A Gender Rights Activist working with the tribal and marginalized communities in india, Srilekha is a PhD scholar working on understanding body and sexuality among tribal girls, to fill the gaps in research around indigenous women and their stories. Srilekha has worked extensively at the grassroots level with community based organisations, through several advocacy initiatives around Gender, Mental Health, Menstrual Hygiene and Sexual and Reproductive Health Rights (SRHR) for the indigenous in Jharkhand, over the last 6 years.

Srilekha has also contributed to sustainable livelihood projects and legal aid programs for survivors of sex trafficking. She has been conducting research based programs on maternal health, mental health, gender based violence, sex and sexuality. Her interest lies in conducting workshops for young people on life skills, feminism, gender and sexuality, trauma, resilience and interpersonal relationships.

A Guwahati-based college student pursuing her Masters in Tata Institute of Social Sciences, Bidisha started the #BleedwithDignity campaign on the technology platform Change.org, demanding that the Government of Assam install
biodegradable sanitary pad vending machines in all government schools across the state. Her petition on Change.org has already gathered support from over 90000 people and continues to grow.

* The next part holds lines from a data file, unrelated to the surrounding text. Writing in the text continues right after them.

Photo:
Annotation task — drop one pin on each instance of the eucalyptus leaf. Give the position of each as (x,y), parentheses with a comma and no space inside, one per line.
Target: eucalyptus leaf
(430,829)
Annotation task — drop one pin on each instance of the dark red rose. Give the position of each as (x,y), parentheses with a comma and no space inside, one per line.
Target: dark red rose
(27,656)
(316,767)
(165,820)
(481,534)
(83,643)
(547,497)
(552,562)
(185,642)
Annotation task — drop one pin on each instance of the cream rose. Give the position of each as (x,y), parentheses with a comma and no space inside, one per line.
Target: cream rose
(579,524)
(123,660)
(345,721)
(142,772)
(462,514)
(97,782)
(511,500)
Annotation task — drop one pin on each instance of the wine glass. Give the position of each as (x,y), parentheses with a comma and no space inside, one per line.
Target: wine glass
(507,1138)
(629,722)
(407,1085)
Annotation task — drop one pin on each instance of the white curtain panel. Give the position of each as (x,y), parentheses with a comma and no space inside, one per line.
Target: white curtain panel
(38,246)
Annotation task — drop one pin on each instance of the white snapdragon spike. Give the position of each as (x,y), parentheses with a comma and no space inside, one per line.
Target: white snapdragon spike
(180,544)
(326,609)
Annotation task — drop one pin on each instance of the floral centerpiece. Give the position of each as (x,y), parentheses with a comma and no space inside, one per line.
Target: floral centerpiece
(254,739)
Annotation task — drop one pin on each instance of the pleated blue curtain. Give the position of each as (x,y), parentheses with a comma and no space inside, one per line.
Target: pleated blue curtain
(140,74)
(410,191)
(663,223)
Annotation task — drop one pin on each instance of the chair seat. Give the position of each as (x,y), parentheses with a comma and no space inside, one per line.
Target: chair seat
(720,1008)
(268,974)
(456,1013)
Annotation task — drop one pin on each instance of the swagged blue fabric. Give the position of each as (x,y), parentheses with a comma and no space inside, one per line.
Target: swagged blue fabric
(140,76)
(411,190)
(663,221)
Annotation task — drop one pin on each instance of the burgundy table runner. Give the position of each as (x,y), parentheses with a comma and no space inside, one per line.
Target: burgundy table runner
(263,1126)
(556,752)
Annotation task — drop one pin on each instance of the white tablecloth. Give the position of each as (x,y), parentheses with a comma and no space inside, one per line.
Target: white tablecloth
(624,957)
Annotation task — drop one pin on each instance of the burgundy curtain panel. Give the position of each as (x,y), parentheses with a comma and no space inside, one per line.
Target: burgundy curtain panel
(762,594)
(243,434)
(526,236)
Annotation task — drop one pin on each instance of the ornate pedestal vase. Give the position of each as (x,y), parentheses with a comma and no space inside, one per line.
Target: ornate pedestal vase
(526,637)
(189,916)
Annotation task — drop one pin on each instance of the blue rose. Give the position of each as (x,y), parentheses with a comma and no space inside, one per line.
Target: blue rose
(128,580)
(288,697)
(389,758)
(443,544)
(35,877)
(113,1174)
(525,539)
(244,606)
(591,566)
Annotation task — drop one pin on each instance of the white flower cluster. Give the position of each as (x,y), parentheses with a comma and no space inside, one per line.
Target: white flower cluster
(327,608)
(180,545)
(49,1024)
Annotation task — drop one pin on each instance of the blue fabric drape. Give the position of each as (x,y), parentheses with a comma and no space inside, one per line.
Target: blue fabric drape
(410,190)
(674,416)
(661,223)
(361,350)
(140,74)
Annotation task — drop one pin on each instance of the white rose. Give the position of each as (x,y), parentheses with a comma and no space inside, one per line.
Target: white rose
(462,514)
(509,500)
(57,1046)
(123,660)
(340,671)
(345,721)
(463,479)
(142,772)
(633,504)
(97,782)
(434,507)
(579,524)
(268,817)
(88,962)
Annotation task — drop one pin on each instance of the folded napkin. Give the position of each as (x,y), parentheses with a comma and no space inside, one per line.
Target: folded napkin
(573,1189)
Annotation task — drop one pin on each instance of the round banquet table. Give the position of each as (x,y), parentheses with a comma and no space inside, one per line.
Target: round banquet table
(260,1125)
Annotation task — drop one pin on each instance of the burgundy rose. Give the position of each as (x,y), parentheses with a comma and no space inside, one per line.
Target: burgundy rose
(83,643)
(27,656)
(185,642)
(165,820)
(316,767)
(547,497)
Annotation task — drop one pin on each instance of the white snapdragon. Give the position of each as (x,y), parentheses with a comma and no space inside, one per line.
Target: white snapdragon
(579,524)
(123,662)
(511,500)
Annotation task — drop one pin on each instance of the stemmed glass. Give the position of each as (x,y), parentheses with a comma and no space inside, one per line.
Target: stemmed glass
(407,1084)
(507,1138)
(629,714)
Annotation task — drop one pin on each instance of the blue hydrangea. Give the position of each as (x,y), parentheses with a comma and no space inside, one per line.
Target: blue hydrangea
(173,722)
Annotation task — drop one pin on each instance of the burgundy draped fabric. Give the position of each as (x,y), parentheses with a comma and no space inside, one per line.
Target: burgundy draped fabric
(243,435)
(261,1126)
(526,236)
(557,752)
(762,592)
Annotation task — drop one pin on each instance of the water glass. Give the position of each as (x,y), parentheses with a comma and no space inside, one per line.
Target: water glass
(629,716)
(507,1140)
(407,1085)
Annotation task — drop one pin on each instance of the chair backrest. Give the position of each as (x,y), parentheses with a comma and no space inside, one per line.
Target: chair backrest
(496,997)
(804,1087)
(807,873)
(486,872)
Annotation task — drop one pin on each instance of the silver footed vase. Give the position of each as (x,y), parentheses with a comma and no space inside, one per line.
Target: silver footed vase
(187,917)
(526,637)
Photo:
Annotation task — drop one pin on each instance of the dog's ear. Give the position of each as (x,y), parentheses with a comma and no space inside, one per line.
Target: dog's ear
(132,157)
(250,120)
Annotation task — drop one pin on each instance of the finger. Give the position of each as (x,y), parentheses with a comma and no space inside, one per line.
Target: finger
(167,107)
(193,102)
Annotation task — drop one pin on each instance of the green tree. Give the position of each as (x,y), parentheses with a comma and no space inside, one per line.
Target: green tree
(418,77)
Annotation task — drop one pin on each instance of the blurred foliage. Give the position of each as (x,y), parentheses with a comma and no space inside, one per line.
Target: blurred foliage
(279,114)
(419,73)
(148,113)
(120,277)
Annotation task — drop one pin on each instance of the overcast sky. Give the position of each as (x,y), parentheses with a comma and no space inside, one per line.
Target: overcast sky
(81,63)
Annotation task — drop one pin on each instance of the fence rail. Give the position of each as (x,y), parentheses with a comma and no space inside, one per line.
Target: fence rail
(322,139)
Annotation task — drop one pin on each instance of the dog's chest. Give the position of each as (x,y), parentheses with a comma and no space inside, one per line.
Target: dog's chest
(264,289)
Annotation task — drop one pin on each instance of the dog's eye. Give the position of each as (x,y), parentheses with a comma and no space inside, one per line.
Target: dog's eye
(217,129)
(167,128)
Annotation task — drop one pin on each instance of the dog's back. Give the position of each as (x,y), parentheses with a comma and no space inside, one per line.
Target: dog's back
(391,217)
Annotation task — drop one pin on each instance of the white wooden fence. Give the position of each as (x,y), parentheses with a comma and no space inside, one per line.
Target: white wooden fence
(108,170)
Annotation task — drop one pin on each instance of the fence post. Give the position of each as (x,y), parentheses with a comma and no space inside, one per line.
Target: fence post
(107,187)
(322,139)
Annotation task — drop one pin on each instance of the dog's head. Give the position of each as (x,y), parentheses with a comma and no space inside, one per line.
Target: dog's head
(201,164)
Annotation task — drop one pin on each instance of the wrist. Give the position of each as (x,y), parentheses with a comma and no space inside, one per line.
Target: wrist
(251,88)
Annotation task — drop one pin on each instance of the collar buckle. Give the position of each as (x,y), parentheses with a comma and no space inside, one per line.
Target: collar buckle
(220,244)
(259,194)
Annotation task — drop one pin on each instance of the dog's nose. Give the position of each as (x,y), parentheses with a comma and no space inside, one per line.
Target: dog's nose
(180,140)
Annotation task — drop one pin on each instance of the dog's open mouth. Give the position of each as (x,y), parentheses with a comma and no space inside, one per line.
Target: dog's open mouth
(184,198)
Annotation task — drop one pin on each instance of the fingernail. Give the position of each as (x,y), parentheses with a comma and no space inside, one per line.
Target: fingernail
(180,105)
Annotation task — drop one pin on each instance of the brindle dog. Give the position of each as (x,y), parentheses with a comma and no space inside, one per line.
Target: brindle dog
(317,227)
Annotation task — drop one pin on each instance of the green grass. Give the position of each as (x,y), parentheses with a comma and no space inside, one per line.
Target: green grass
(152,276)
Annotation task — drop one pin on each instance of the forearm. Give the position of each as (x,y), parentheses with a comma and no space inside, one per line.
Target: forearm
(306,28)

Bidisha was selected in Change.org’s flagship program ‘She Creates Change’ having run successful online advocacy
campaigns, which were widely recognised. Through the #BleedwithDignity campaign; she organised and celebrated World Menstrual Hygiene Day, 2019 in Guwahati, Assam by hosting a wall mural by collaborating with local organisations. The initiative was widely covered by national and local media, and the mural was later inaugurated by the event’s chief guest Commissioner of Guwahati Municipal Corporation (GMC) Debeswar Malakar, IAS.